On this day, 10 years after the attack on the twin towers, there are a few things that are worth keeping in mind. First and foremost, is that those who suffered personal losses that day have my passionate sympathies. I didn't lose anyone that day, and would not be so arrogant to think that whatever feelings I have about it are even within an inch of the agony of those who did lose someone. Nonetheless, they have my sincere sympathies. If I were religious, I would be praying for them.
I do remember that day firmly. I was in 9th grade Earth Science class. I don't remember the name of the teacher, or many of the kids in the class. But I do remember the principal coming onto the loudspeaker and announcing to the school that our country had been attacked. I remember the assembly that we had, and how one of my friends somehow knew a spectacular amount about Middle Eastern politics (at least for a 9th grader in the pre-9/11 era.) I remember that most of my teachers didn't put the TV on in their classrooms; I don't think they really understood what was happening. The last period of the day, my English teacher did put the TV on, even though we didn't get cable in that room. We watched fuzzy, distorted images of a smoking building.
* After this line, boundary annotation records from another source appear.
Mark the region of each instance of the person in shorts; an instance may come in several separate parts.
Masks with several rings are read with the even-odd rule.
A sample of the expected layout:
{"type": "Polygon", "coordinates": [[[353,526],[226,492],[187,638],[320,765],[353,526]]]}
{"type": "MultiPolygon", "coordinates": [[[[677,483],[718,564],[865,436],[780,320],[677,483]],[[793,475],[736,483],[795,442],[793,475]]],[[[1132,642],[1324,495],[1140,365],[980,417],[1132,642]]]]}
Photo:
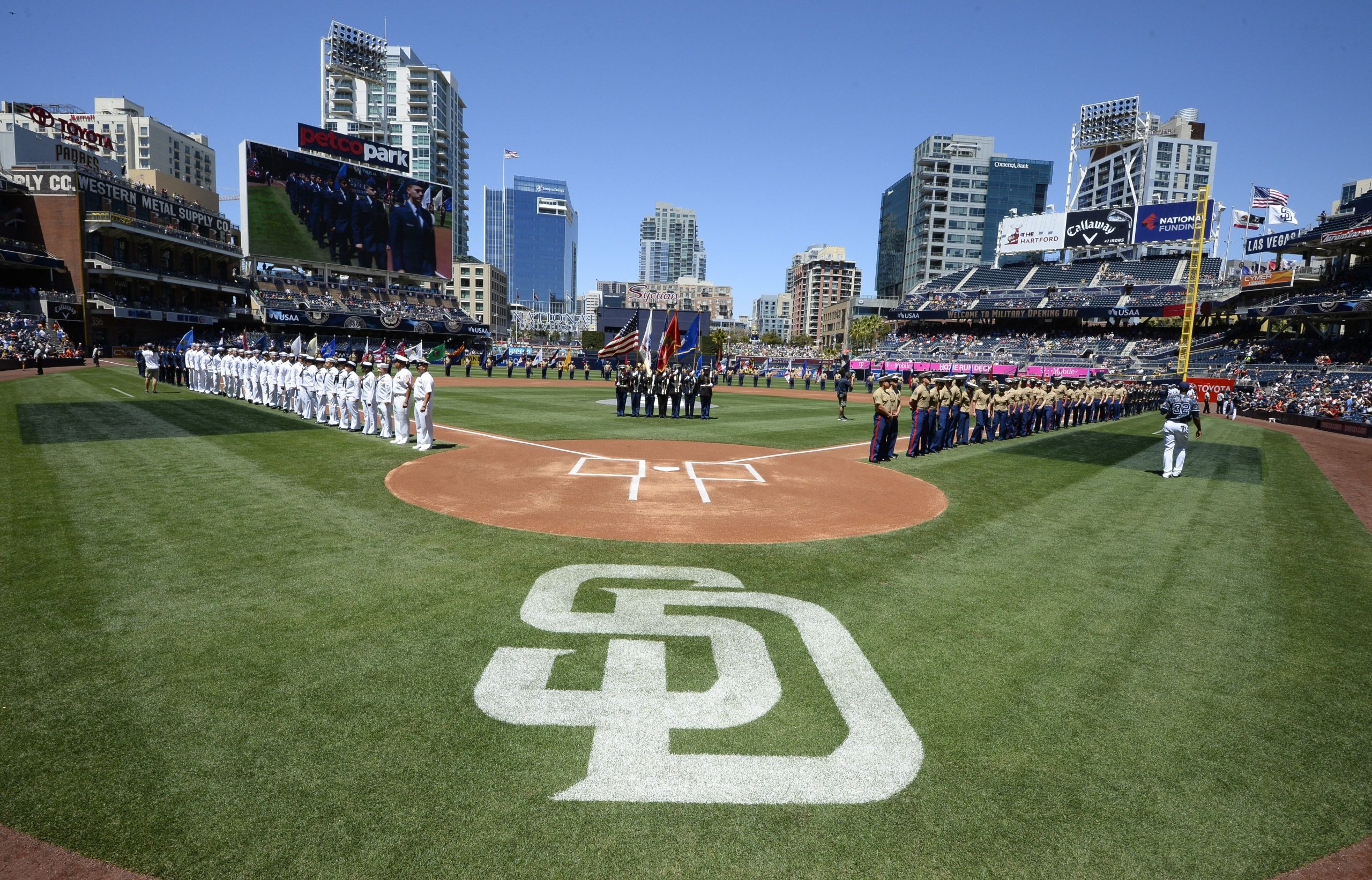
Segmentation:
{"type": "Polygon", "coordinates": [[[162,367],[158,349],[150,342],[147,346],[144,346],[143,351],[140,351],[139,356],[143,358],[143,393],[156,394],[158,376],[161,375],[161,367],[162,367]]]}
{"type": "Polygon", "coordinates": [[[838,371],[838,376],[834,378],[834,394],[838,395],[838,420],[848,421],[848,416],[844,410],[848,409],[848,393],[852,391],[853,382],[848,378],[848,371],[838,371]]]}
That day was game changing in international politics. One of the things that has changed spectacularly is how we regard safety. I travel often, and have more than once had the uncomfortable experience of going through security at various airports. In complaining about these security measures, one motto that one often hears is: "To protect freedom, sometimes you have to give up some freedoms". Alternatively, people say things like, "freedom isn't free".
When people say things like that, it makes me wonder if they would stab their own children's eyes out to protect them from seeing psychologically damaging images, or if they would kill loved ones to protect them from being murdered.
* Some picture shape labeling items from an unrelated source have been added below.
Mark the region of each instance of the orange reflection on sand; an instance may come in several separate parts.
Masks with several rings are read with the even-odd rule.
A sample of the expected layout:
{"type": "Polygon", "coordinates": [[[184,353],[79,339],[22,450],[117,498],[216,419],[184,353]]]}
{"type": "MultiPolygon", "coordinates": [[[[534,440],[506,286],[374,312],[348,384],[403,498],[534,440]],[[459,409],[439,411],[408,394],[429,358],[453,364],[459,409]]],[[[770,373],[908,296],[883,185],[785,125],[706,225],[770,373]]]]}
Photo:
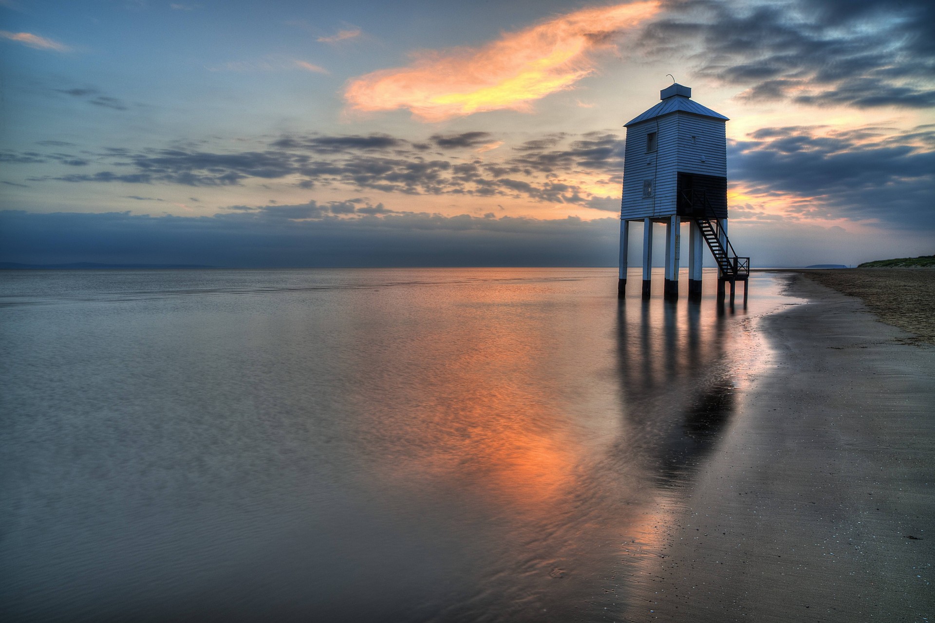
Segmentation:
{"type": "MultiPolygon", "coordinates": [[[[474,269],[471,275],[483,280],[503,272],[474,269]]],[[[564,409],[563,388],[552,383],[555,364],[550,356],[567,360],[554,339],[558,331],[551,330],[560,321],[526,307],[538,292],[523,295],[528,301],[518,292],[488,283],[471,290],[469,299],[441,296],[424,309],[446,321],[422,324],[407,352],[365,346],[373,349],[367,358],[375,368],[389,370],[379,380],[385,386],[369,392],[382,396],[382,403],[365,407],[380,413],[374,434],[388,437],[391,448],[399,440],[407,447],[401,460],[390,461],[393,480],[441,485],[478,501],[526,510],[572,488],[583,445],[564,409]],[[433,313],[436,304],[445,310],[433,313]],[[388,413],[387,405],[396,404],[408,408],[388,413]]],[[[405,308],[383,309],[394,314],[405,308]]]]}
{"type": "Polygon", "coordinates": [[[407,67],[352,80],[344,95],[355,110],[409,109],[424,122],[485,110],[529,110],[530,102],[590,74],[589,51],[657,11],[658,3],[649,1],[568,13],[504,34],[480,49],[424,52],[407,67]]]}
Let's be clear here -- people say that they love freedoms, and want to protect those freedoms. But you don't protect or preserve x by partially destroying x; that's absurd. To protect freedoms, you don't take them away yourself. To live under an authoritarian regime of your own society's creation is just as bad as to live under an authoritarian regime created by your enemies (note that I'm not saying that we currently live under an authoritarian regime; I'm simply taking the attitude I'm referring to to its most extreme implications.)
The most charitable thing that can be said here is that people are not actually concerned about protecting freedoms, even when they say they are. They're actually concerned about ensuring the safety of their friends and family, even if it means giving up freedoms. They'd rather live in a police state where they are actually protected than to live in an uncertain, unsafe world where they are constantly vulnerable.
Personally, I'd rather give up some degree of safety if it meant the preservation of the freedoms and civil liberties that we cherish as a people. By giving up those freedoms and civil liberties, we're eating away at our own culture on a level that terrorists never could. We're throwing away the things that our country's soldiers have fought and died for, that make us proud to call ourselves Americans. We're throwing the proud heritage of the first country, in the history of the world, to have called for a pluralism of ideas and the establishment of a secular nation-state. And it would be tragic if we destroyed our own country while trying to protect it from those who would wish to destroy it. Let's not make their job easier for them by destroying it ourselves.